Sure, xor’ing a register with itself is the idiom for zeroing it out, but why not sub?

Raymond Chen

Matt Godbolt, probably best known for being the proprietor of Compiler Explorer, wrote a brief article on why x86 compilers love the xor eax, eax instruction.

The answer is that it is the most compact way to set a register to zero on x86. In particular, it is several bytes shorter than the more obvious mov eax, 0 since it avoids having to encode the four-byte constant. The x86 architecture does not have a dedicated zero register, so if you need to zero out a register, you’ll have to do it ab initio.

But Matt doesn’t explain why everyone chooses xor as opposed to some other mathematical operation that is guaranteed to result in a zero? In particular, what’s wrong with sub eax, eax? It encodes to the same number of bytes, executes in the same number of cycles. And its behavior with respect to flags is even better:

	`xor eax, eax`	`sub eax, eax`
OF	clear	clear
SF	clear	clear
ZF	set	set
AF	undefined	clear
PF	set	set
CF	clear	clear

Observe that xor eax, eax leaves the AF flag undefined, whereas sub eax, eax clears it.

I don’t know why xor won the battle, but I suspect it was just a case of swarming.

In my hypothetical history, xor and sub started out with roughly similar popularity, but xor took a slightly lead due to some fluke, perhaps because it felt more “clever”.

When early compilers used xor to zero out a register, this started the snowball, because people would see the compiler generate xor and think, “Well, those compiler writes are smart, they must know something I don’t. Since I was on the fence between xor and sub, this tiny data point is enough to tip it toward xor.”

The predominance of these idioms as a way to zero out a register led Intel to add special xor r, r-detection and sub r, r-detection in the instruction decoding front-end and rename the destination to an internal zero register, bypassing the execution of the instruction entirely. You can imagine that the instruction, in some sense, “takes zero cycles to execute”. The front-end detection also breaks dependency chains: Normally, the output of an xor or sub is dependent on its inputs, but in this special case of xor‘ing or sub‘ing a register with itself, we know that the output is zero, independent of input.

Even though Intel added support for both xor-detection and sub-detection, Stack Overflow worries that other CPU manufacturers may have special-cased xor but not sub, so that makes xor the winner in this ultimately meaningless battle.

Once an instruction has an edge, even if only extremely slight, that’s enough to tip the scales and rally everyone to that side.

Bonus chatter: One of my former colleagues was partial to using sub r, r to zero a register, and when I was reading assembly code, I could tell that he was the author due to the use of sub to zero a register rather than the more popular xor.

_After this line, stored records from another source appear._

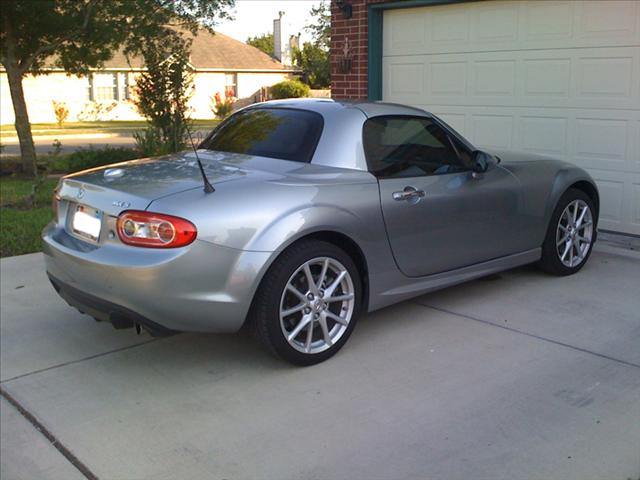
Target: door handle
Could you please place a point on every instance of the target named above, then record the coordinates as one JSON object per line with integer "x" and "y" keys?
{"x": 409, "y": 194}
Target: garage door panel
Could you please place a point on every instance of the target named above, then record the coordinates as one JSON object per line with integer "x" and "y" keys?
{"x": 447, "y": 78}
{"x": 544, "y": 135}
{"x": 620, "y": 200}
{"x": 491, "y": 26}
{"x": 548, "y": 21}
{"x": 608, "y": 20}
{"x": 605, "y": 76}
{"x": 580, "y": 78}
{"x": 546, "y": 77}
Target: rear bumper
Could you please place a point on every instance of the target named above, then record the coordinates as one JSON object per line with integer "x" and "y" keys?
{"x": 200, "y": 288}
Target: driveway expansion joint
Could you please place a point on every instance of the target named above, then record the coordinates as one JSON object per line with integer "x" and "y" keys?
{"x": 532, "y": 335}
{"x": 79, "y": 360}
{"x": 66, "y": 453}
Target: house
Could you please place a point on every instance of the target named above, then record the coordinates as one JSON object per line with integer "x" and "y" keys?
{"x": 220, "y": 64}
{"x": 558, "y": 78}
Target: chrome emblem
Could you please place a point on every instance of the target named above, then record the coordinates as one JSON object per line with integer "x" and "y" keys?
{"x": 113, "y": 173}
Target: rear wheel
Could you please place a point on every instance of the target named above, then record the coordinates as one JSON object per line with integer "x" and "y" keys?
{"x": 570, "y": 235}
{"x": 308, "y": 303}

Bonus bonus chatter: The xor trick doesn’t work for Itanium because mathematical operations don’t reset the NaT bit. Fortunately, Itanium also has a dedicated zero register, so you don’t need this trick. You can just move zero into your desired destination.

Topics

History

Author

Raymond Chen

Raymond has been involved in the evolution of Windows for more than 30 years. In 2003, he began a Web site known as The Old New Thing which has grown in popularity far beyond his wildest imagination, a development which still gives him the heebie-jeebies. The Web site spawned a book, coincidentally also titled The Old New Thing (Addison Wesley 2007). He occasionally appears on the Windows Dev Docs Twitter account to tell stories which convey no useful information.

29 comments

Join the discussion.

Leave a commentCancel reply

Marco Brambilla 22 hours ago

Using XOR should cause less power consumption.
In order to do sub, the logic needs to complement the number, then run an adder, which in order to reach high performance cannot use a simple carry look ahead.
XOR requires literally just an XOR gate per bit, therefore the total energy per op is orders of magnitude lower.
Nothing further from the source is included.